Un beso sin cuernos, oiga.
Me gusta Sabina.
Pero en cuestión de toros no.
Quede dicho.
Mucha gente acude a una plaza de toros por el transfondo patriótico, ancestral y folclórico, donde el sufrimiento del toro permanece en un segundo plano.
Me gusta Sabina como artista. Me emociona su poesía, hecha con sangre. Pero derramar la sangre de un animal, hacerle sangrar hasta la muerte -perdóneme, maestro- no es poesía.
Fuera de mí discutir sobre determinados temas, los antitaurinos tienen tanta razón como yo.
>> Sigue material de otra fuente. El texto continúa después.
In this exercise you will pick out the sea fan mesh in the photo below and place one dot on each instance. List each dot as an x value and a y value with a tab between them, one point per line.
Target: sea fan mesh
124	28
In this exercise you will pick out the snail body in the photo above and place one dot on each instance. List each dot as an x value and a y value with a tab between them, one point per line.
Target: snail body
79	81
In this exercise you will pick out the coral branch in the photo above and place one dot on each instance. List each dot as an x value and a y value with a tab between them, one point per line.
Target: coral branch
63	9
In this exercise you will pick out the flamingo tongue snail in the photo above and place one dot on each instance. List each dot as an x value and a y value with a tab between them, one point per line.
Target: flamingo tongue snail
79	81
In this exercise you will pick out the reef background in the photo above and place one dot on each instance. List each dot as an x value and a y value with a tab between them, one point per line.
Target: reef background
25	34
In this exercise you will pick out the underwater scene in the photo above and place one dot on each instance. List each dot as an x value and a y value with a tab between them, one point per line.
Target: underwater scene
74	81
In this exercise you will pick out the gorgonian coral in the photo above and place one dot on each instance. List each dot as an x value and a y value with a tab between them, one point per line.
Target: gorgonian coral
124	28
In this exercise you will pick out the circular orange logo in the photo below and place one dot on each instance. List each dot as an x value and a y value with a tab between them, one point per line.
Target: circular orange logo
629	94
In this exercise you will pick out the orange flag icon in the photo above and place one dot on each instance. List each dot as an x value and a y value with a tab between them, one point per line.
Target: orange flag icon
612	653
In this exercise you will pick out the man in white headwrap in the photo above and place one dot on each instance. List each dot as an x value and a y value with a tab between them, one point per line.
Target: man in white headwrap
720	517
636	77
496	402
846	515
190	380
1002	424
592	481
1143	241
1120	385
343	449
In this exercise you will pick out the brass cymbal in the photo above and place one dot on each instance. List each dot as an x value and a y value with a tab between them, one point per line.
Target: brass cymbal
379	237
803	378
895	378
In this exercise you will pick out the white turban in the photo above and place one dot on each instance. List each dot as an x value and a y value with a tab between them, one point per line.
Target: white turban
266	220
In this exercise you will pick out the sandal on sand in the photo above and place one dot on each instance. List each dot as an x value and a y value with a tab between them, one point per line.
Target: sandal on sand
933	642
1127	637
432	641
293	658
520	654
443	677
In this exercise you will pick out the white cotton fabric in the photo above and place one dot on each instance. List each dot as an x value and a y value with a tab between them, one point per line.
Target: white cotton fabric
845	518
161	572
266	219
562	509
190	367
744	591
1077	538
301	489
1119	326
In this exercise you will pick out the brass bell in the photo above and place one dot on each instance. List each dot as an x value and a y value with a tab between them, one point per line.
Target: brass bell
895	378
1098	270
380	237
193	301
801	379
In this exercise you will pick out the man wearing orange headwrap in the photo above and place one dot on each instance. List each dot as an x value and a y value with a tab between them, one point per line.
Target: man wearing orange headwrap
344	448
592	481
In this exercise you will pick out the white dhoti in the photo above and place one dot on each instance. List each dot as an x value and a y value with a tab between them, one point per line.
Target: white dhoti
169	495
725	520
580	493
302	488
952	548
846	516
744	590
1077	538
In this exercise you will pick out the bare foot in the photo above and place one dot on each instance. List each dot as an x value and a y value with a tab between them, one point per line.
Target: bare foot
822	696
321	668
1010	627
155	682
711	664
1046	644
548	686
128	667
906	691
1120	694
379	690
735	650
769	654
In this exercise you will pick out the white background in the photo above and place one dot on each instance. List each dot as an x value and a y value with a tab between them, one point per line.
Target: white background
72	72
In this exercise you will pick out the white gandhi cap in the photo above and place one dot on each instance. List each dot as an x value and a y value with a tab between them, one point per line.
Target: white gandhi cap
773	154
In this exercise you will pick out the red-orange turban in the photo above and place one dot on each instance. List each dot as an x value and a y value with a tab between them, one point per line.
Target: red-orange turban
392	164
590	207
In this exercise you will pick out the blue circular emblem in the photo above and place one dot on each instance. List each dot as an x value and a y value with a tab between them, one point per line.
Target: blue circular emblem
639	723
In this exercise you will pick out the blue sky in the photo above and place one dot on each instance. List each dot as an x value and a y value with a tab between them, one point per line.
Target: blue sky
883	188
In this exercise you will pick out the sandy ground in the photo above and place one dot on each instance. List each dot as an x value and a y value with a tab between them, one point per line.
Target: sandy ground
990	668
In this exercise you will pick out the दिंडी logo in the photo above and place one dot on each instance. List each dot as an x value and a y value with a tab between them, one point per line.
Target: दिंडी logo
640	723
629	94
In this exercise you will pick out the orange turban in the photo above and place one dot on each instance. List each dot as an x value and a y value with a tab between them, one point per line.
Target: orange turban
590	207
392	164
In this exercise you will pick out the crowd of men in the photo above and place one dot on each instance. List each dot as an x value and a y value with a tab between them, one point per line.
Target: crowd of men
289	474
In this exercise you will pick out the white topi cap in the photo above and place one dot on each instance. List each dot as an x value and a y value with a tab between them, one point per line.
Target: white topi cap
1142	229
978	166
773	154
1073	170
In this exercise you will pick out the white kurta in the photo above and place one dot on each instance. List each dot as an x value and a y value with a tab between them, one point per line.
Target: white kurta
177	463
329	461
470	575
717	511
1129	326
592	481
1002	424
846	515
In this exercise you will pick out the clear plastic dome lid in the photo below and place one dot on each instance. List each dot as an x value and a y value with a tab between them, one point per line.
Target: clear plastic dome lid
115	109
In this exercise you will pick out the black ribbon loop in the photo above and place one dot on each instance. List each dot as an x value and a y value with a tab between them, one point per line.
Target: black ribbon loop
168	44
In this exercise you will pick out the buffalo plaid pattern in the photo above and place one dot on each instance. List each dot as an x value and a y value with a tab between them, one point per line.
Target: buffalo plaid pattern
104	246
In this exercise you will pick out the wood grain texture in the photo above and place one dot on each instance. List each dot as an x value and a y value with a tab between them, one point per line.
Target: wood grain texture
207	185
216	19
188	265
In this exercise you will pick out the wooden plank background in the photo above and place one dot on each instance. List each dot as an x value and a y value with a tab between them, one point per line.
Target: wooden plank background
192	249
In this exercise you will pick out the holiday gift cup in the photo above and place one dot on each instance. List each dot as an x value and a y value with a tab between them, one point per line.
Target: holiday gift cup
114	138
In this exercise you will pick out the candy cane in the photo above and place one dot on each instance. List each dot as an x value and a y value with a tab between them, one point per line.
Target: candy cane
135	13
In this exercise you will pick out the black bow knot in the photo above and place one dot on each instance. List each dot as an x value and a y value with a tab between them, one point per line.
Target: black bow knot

Pero cuando voy a la plaza, ni trasfondo patriótico, ni ancestral ni folklórica... es emoción.
Ya... que no se entiende.
Bueno...
Hay que decir que en cuestión de arte hay verdades impepinables, y que José Tomás es un fenómeno en el coso y en la vida es una de ellas.
Orgullo que no deja sitio a la vanidad.
Así es.
Dejando de lado la eterna polémica de taurino-versus-antitaurino, este texto de Sabina está muy bien.
Creo que José Tomás es un torero hecho hombre y no al contrario, no lo he visto torear pero me gustaría.